Simultaneous Detection of mRNA and Protein
The challenge in trying to detect both protein and mRNA in your embryos is finding the conditions which will yield an acceptable result for each. The mild proteinase digestion of the embryos results in the optimum hybridization of probes to their targets, giving you the best RNA signal, but will destroy many of the protein epitopes that your antibody should recognize, giving you the worst protein signal, or none at all. Here are some methods that get around the ProtK treatment, thus allowing your antibody to work while still obtaining a good signal from your RNA probe.
- First, Nagaso et al. (2001) introduce the use of acetone as a ProtK replacement for simultaneous protein and mRNA detection in both embryos and wing discs. Briefly, the samples are treated with xylenes/ethanol and then with acetone, followed by a single post-fixation and pre-hybridization. Since a xylenes/ethanol treatment is already included in my normal in situ protocol, I also tried to simply replace the ProtK step with the acetone treatment as specified in this paper, as follows:
- At the ProtK step, instead Wash 2x, ddH2O
- Incubate in 80% acetone / 20% ddH2O, 10 minutes at -20° C.
- Wash 2x, PBT; Rock 1x, PBT, 5 minutes
- Proceed to the second post-fixation.
- The second idea I've heard about is a brief heat treatment in place of the ProtK digestion. The following steps are modifications of a protocol from Uwe Lammel (Klambt lab), and you can vary the time and temperature in order to optimize the antibody stain and embryo morphology.

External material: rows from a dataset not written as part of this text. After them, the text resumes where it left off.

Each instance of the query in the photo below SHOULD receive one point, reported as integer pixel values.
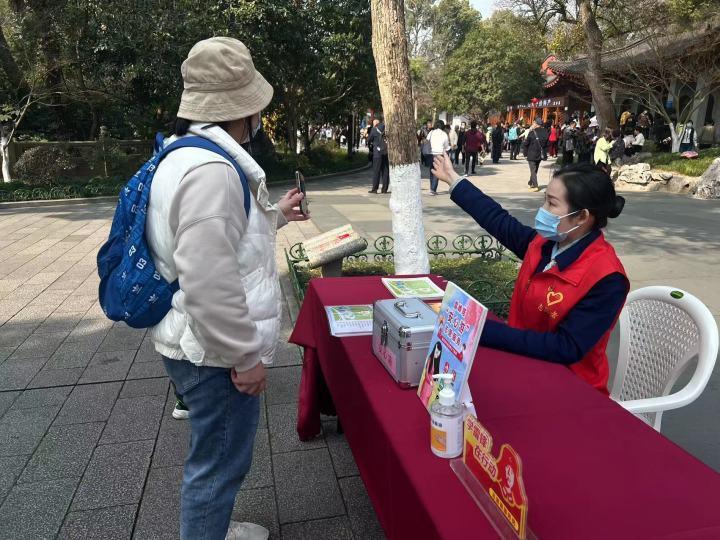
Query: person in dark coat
(461, 144)
(535, 150)
(381, 166)
(498, 137)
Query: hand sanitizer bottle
(446, 422)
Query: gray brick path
(88, 448)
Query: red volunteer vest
(541, 301)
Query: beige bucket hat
(221, 83)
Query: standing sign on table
(453, 345)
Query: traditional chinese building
(564, 95)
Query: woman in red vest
(571, 285)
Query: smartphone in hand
(300, 184)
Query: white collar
(253, 171)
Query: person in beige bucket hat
(224, 324)
(221, 83)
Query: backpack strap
(205, 144)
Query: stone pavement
(661, 238)
(87, 445)
(88, 448)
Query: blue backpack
(131, 288)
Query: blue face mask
(546, 224)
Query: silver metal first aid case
(402, 328)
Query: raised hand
(444, 169)
(290, 206)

- At the ProtK step, instead Wash 2x, 1x PBS (no Tween)
- Incubate in a water bath at 90°-95° C. for 2-3 minutes; stir the embryos once for a few seconds during this incubation. The volume
of embryos grows as they expand with heating.
- Incubate on ice for 5 minutes
- Wash 1x, PBT, and proceed to the second post-fixation.
- If you have blazing signal from your RNA probe, simply eliminate the ProtK digestion and the second post-fixation, skipping directly to the pre-hybridization after the first post-fixation and PBT washes. The RNA signal-to-noise ratio will suffer, but it will probably be OK. To compensate for reduced signal, you could try using tyramide signal amplification. This approach was used by Knirr et al. (1999) and Wu et al. (2001) to detect both transcripts and protein in embryos. Another approach is described in a protocol by T. Jowett (2001), in which ProtK is not used and the hybridization temperature is 70° C.; perhaps at this higher temperature the probes regain accessibility to the tissue normally provided by the ProtK treatment.
These methods assume that your antibody will still work well even after its protein targets have been slow-cooked in hybridization solution. For the antibodies I have tried, the hybridization itself does not seem to reduce the quality of antibody staining, but that might not always hold true. So what works best? All three methods have worked for me, but I haven't tried them in parallel so I can't make a fair comparison. They're all worth trying with your particular RNA probe and antibody combination. Parallel experiments with and without ProtK made me conclude that ProtK treatment is still essential for the best RNA signal and you will have to sacrifice some percentage of it in order to see your protein as well. If you have great signal to begin with, you will get your cake and eat it too. But what if the harsh conditions of hybridization do completely destroy the epitopes normally recognized by your antibody? Another approach is to perform a normal antibody staining procedure before hybridization. Subsequent post-fixation of the embryos allows the secondary detection reagents to persist through the hybridization steps, to be visualized later along with the RNA probe. Two variations on this theme are described in Goto and Hayashi (1997) and Sturtevant et al. (1993).